A Render account with Workflows enabled.
The Render CLI 2.12.0+ for the local dev server and manual task starts.
Python 3.11+ or Node.js 20+, depending on the language tab you pick.
At least one of an OpenAI API key or a Google AI API key. Setting both lets you fan across all three supported models.
Docker for the local MinIO container, or any S3-compatible bucket you already have credentials for.
Comfort with Render Workflows, or completed the quickstart.

Image generation costs real money. The local runs in this tutorial use 1 to 6 images at a time, which is cents, not dollars.

Why fan-out matters for image generation

Image APIs have wildly different latencies. A Gemini Flash call comes back in 3 to 5 seconds. DALL-E 3 is 15 to 30 seconds. GPT-Image-1 is somewhere in between. Run them sequentially for one prompt and you’re waiting on the slowest model. Run them sequentially for a batch of 50 prompts and you’re hours deep before the first result lands.

Fan-out flips that. Each (prompt, model) pair runs in its own task, on its own instance.

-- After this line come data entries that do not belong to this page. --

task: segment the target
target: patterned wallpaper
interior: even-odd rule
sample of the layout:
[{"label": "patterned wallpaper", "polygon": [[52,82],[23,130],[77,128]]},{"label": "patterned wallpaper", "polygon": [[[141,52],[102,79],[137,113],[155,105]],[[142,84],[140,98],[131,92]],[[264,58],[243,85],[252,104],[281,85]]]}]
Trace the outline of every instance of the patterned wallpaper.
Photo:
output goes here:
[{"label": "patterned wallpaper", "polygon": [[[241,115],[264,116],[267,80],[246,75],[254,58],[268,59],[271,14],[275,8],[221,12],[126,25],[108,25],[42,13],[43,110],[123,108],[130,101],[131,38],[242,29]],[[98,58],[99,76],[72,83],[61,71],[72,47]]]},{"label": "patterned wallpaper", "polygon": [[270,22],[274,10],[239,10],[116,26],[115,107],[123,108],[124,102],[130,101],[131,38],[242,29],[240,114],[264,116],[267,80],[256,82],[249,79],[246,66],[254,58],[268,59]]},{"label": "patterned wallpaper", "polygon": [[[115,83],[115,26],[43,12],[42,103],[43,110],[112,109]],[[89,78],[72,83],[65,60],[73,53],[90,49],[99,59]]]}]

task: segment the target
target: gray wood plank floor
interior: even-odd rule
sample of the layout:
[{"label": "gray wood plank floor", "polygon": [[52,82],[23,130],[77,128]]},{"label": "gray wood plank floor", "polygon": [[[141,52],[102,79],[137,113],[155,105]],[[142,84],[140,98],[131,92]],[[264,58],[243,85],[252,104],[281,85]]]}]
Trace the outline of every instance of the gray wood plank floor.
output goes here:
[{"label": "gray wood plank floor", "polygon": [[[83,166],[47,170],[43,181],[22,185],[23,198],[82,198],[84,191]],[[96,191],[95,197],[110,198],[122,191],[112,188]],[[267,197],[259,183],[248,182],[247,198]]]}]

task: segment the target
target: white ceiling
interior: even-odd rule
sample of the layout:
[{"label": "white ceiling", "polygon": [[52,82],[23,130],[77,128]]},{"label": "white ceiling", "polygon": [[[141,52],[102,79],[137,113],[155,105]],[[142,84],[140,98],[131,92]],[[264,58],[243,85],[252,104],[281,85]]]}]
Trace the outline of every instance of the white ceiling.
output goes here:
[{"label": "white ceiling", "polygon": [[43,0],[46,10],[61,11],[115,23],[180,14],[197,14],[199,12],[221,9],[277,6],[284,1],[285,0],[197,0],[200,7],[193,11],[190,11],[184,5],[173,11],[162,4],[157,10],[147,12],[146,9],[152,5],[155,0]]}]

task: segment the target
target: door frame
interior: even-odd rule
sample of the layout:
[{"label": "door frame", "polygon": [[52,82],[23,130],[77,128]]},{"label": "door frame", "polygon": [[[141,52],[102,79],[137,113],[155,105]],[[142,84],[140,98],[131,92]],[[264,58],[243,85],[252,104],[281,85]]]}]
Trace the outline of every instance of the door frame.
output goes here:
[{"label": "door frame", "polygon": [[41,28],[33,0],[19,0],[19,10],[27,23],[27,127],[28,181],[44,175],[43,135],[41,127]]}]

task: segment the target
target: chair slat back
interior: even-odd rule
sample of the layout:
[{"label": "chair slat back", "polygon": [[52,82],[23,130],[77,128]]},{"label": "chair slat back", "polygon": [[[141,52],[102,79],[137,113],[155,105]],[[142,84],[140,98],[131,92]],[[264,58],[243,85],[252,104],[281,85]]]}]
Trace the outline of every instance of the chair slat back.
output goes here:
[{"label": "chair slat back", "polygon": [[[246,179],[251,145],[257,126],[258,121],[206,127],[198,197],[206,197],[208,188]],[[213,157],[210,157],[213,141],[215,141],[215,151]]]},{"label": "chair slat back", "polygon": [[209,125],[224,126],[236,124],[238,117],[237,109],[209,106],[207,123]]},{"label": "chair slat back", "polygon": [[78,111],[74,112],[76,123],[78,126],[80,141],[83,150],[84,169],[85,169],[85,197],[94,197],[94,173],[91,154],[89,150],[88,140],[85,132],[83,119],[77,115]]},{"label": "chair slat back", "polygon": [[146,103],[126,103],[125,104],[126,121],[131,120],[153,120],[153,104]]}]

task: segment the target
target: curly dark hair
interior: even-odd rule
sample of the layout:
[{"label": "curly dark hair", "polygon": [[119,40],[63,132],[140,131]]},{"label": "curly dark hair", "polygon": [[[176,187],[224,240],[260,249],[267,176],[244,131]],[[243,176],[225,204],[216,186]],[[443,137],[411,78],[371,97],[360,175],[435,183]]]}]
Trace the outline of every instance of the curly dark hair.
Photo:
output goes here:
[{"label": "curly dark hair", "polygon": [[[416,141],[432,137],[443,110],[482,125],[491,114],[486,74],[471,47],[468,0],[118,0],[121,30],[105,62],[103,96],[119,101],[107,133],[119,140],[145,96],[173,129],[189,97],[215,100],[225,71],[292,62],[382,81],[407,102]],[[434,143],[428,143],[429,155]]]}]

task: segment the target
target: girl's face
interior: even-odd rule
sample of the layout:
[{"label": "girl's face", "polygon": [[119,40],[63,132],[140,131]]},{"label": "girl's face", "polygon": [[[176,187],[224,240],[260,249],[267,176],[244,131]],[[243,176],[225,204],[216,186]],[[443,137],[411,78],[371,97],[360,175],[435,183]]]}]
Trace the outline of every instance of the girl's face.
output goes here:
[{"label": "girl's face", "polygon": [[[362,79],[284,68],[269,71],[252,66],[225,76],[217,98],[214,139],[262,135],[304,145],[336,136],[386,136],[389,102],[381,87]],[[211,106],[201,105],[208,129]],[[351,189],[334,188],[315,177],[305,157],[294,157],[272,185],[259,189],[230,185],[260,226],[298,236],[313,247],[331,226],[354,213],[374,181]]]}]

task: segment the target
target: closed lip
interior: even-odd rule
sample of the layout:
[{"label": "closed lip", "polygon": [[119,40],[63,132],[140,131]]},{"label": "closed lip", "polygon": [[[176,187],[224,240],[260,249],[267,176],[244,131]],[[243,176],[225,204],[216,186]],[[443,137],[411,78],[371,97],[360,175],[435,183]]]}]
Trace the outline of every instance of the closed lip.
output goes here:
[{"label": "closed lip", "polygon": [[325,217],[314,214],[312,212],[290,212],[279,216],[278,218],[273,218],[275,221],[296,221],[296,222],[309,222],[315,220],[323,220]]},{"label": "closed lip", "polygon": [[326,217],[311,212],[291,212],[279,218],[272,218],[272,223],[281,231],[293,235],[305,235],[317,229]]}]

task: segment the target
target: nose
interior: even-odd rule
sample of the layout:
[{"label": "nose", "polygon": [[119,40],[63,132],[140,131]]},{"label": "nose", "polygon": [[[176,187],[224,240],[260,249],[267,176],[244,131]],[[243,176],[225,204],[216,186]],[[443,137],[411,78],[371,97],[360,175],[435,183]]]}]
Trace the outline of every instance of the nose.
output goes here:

The whole batch finishes in roughly the time of the slowest single call, regardless of batch size. That’s the punchline you’ll prove in step 7.

The system at a glance

A single call to generateBatch spawns one subtask per (prompt, model) pair. Each subtask calls its provider’s image API, downloads the bytes, and uploads the finished JPEG to MinIO. The parent task aggregates the storage URLs and returns them to the SDK client. The reference repo’s frontend and API service are out of scope. You’ll work with the workflow service and a small SDK trigger script.

What you’ll ignore from the reference repo

The reference ships a React frontend, two API servers (Express and FastAPI), and the workflow service. You only need the workflow folder (workflow-ts/ or workflow-python/) and the shared/ config. Skip the rest.

You're running a batch of 20 prompts across 3 image models. Gemini takes 4s, GPT-Image-1 takes 12s, DALL-E 3 takes 25s. Roughly how long should the whole batch take when each (prompt, model) pair runs as its own task in parallel?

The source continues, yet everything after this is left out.